Saints fans defend Drew Brees as Laura Ingraham rips media coverage: 'This is an echo chamber of inanity'

"He didn't do anything to offend me.  He didn't say anything against any other people out there...I think it is definitely a suppression of his beliefs."

That is how one New Orleans Saints fan reacted to the recent deluge of criticism for NFL quarterback Drew Brees after Brees released a video calling for students to participate in Bring Your Bible to School Day.


Fox News anchor Laura Ingraham weighed in on the blowback on her Fox Nation show "Laura and Raymond".

"The Left likes everyone to think that they are the mainstream, but they are the Left.  They are the far-left, radical, malcontents, always trying to cause trouble when there is no trouble."

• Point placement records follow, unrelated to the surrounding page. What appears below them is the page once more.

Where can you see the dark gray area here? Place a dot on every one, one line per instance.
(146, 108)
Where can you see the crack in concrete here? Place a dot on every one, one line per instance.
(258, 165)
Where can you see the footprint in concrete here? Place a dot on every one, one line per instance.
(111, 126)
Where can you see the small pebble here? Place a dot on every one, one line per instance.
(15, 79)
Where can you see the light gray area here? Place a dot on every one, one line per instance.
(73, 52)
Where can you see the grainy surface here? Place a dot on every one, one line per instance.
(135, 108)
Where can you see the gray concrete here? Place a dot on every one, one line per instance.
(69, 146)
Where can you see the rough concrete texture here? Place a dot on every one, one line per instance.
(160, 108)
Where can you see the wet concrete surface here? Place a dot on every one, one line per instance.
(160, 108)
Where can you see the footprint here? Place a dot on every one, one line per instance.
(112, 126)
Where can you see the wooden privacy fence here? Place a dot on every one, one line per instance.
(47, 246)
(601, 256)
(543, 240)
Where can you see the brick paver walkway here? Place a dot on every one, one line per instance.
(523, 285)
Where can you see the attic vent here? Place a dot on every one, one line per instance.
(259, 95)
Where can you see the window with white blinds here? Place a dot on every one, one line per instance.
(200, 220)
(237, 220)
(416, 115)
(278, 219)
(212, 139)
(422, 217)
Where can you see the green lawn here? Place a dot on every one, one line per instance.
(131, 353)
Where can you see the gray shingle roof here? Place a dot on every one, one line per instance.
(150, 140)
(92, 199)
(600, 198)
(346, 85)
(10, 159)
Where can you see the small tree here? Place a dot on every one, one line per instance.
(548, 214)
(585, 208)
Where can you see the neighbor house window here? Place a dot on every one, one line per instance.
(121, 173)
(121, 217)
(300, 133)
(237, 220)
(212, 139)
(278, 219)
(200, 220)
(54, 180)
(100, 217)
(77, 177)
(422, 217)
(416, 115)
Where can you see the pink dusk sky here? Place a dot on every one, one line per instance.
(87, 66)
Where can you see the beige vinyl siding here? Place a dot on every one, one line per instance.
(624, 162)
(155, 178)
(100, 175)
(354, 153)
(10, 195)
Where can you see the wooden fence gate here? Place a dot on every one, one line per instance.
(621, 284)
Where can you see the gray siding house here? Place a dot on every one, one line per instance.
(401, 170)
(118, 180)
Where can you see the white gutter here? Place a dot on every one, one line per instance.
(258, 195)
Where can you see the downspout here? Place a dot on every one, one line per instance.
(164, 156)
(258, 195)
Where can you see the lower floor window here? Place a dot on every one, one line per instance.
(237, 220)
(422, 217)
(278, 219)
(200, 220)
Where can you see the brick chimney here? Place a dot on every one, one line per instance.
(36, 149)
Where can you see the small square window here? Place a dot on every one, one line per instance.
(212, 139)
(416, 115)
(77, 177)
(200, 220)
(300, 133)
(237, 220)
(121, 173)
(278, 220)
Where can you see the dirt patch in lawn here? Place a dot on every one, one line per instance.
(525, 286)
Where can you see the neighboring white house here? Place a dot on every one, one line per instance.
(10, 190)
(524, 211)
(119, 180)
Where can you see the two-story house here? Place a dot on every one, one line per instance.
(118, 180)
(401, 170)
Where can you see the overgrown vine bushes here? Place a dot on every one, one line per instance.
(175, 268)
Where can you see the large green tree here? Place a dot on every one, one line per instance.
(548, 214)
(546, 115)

The mainstream media reaction to Brees was fierce as critics pounced on Brees' affiliation with the group, Focus on the Family, a group frequently accused of being anti-gay.

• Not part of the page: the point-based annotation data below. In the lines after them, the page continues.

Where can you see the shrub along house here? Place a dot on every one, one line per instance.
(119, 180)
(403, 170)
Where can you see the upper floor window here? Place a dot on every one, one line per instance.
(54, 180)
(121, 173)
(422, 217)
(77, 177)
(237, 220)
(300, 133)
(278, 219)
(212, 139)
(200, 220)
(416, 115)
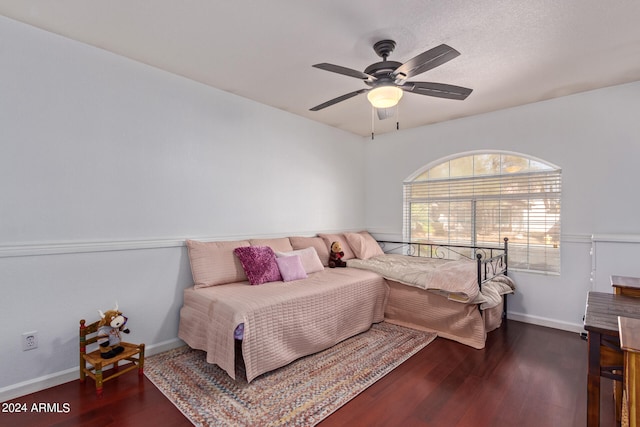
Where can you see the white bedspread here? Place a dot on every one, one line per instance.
(457, 280)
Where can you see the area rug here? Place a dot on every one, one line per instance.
(302, 393)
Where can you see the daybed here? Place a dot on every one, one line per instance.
(277, 321)
(292, 315)
(459, 292)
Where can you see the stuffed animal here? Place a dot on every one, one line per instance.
(112, 322)
(335, 257)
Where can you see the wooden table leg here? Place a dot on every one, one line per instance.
(593, 381)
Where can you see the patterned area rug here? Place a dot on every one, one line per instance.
(302, 393)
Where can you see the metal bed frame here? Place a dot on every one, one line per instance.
(491, 261)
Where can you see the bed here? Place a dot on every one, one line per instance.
(282, 321)
(457, 291)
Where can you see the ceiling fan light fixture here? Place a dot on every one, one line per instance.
(384, 96)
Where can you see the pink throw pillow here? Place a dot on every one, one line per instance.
(291, 268)
(308, 258)
(259, 264)
(363, 244)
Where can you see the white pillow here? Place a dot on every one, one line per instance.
(308, 257)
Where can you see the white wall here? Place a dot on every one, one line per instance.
(594, 137)
(107, 165)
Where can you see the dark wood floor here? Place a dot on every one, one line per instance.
(526, 376)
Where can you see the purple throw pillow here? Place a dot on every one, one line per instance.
(259, 263)
(291, 268)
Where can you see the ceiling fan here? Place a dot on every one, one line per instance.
(387, 80)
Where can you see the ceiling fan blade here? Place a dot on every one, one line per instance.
(426, 61)
(345, 71)
(338, 99)
(438, 90)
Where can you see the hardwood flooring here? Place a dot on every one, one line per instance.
(526, 376)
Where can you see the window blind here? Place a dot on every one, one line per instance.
(482, 210)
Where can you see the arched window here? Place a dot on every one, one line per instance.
(480, 198)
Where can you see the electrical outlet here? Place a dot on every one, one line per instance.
(29, 340)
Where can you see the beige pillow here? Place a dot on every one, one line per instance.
(330, 238)
(214, 263)
(278, 244)
(308, 257)
(363, 244)
(317, 243)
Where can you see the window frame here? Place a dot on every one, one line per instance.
(539, 251)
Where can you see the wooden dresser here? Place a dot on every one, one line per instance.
(630, 343)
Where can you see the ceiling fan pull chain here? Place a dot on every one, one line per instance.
(372, 121)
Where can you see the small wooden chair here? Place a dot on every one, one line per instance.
(133, 353)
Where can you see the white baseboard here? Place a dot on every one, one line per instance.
(41, 383)
(549, 323)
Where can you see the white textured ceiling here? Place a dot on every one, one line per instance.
(512, 52)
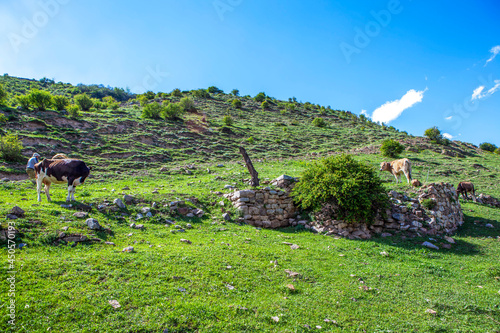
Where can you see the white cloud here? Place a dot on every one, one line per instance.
(494, 51)
(392, 110)
(479, 94)
(448, 136)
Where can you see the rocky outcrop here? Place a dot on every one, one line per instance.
(435, 211)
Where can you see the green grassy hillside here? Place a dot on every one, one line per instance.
(231, 277)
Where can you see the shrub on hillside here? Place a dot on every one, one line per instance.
(260, 97)
(60, 102)
(487, 147)
(391, 148)
(3, 95)
(84, 102)
(187, 104)
(176, 92)
(201, 93)
(319, 122)
(10, 147)
(434, 134)
(23, 101)
(227, 120)
(214, 90)
(172, 111)
(73, 111)
(352, 188)
(152, 110)
(236, 103)
(40, 98)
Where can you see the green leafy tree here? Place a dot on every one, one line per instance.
(236, 103)
(41, 99)
(176, 92)
(172, 111)
(260, 97)
(434, 134)
(187, 104)
(73, 111)
(152, 110)
(84, 102)
(391, 148)
(353, 189)
(23, 101)
(487, 146)
(60, 102)
(319, 122)
(227, 120)
(3, 95)
(10, 147)
(215, 90)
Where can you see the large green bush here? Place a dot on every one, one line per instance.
(60, 102)
(84, 102)
(152, 110)
(236, 103)
(3, 95)
(487, 146)
(434, 134)
(260, 97)
(352, 188)
(41, 99)
(172, 111)
(23, 101)
(391, 148)
(10, 147)
(187, 104)
(319, 122)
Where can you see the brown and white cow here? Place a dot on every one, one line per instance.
(397, 167)
(60, 156)
(62, 171)
(464, 187)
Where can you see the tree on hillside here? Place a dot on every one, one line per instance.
(434, 134)
(3, 95)
(84, 102)
(41, 99)
(487, 146)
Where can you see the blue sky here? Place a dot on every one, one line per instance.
(412, 64)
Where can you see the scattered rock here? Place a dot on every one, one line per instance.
(430, 245)
(93, 224)
(18, 211)
(81, 215)
(114, 304)
(119, 203)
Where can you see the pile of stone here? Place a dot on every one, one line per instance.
(266, 208)
(488, 200)
(405, 214)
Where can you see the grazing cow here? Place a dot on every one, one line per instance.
(60, 156)
(464, 187)
(397, 167)
(63, 171)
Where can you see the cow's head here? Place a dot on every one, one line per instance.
(385, 166)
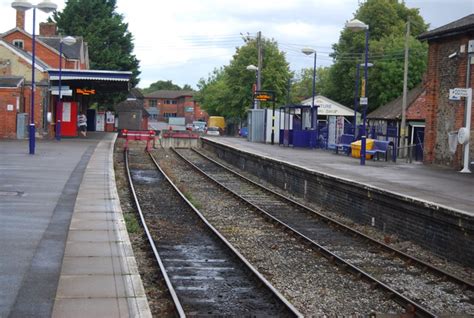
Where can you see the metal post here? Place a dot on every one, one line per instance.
(403, 128)
(32, 130)
(273, 123)
(356, 99)
(364, 137)
(59, 109)
(468, 128)
(259, 65)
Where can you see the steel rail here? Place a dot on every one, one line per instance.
(329, 220)
(174, 296)
(259, 276)
(403, 301)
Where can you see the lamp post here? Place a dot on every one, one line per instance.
(68, 40)
(253, 68)
(357, 25)
(314, 109)
(356, 95)
(48, 7)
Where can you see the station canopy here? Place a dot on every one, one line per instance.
(90, 80)
(328, 107)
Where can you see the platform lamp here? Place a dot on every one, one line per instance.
(68, 40)
(314, 110)
(48, 7)
(356, 95)
(356, 26)
(254, 68)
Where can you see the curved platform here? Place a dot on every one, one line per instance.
(65, 250)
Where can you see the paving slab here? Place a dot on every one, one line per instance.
(39, 197)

The New York Daily News wrote, "Saints quarterback Drew Brees recorded a video for culture-war anti-gay dinosaurs Focus on the Family..."

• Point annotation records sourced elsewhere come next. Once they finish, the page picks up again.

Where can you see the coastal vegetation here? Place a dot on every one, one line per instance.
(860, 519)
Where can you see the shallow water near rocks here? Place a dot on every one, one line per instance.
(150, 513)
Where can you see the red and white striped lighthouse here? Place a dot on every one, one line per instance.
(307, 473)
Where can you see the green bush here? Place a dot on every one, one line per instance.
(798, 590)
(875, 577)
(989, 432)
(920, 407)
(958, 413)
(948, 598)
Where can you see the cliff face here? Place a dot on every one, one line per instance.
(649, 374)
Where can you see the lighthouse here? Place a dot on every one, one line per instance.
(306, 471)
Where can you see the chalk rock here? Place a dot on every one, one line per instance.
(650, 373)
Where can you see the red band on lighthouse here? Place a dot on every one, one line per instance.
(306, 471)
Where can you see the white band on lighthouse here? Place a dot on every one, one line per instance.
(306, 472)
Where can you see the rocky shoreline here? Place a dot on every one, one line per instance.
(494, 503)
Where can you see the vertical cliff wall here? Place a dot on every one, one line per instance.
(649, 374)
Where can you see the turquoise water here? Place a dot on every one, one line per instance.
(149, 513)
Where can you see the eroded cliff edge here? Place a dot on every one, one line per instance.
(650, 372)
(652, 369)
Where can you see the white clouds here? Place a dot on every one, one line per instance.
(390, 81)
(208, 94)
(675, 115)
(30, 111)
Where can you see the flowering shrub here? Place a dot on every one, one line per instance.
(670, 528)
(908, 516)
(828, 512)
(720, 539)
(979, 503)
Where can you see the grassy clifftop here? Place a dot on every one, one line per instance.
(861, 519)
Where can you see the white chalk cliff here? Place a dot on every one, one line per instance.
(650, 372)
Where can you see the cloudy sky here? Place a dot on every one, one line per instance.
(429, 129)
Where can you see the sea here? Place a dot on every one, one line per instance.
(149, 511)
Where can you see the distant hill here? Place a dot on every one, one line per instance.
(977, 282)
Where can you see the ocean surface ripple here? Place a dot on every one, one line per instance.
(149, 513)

After Brees defended himself saying, "I do not support any groups that discriminate or that have their own agendas that are trying to promote inequality", the Washington Post ran this headline, "'Being Christian is love’: Drew Brees defends appearing in video linked to anti-LGBT rights religious group."

Fox Nation's Raymond Arroyo went to the Superdome in New Orleans on opening day and spoke to some fans about the blowback.

"He said 'All, I'm trying to do is just love my God and express that people can bring their Bible to school, and that's it," said a man attending the Saints' home opener against the Houston Texans.

"They're never satisfied or content that an individual should be able to express his or her faith, if it's a Christian faith, if it is a Bible-believing faith and you're proud of it, you are somehow a horrible person," Ingraham continued.

Arroyo also raised questions over the genesis of the controversy, which was first reported on by Big Easy Magazine, a progressive publication in New Orleans.

"When you trace the anatomy of this smear back, you realize it was one group...some little magazine that was on-line...I asked people at the game, they had never heard of it and neither have I. I live in New Orleans," said Arroyo, "That one site posted this...and everybody just picked it up and just ran with it."

Laura agreed, "This is an echo chamber of inanity. This is lazy reporters, instead of doing their own primary research, pick up headlines that confirm their own worldview, their own bias, throw it out there and see what sticks."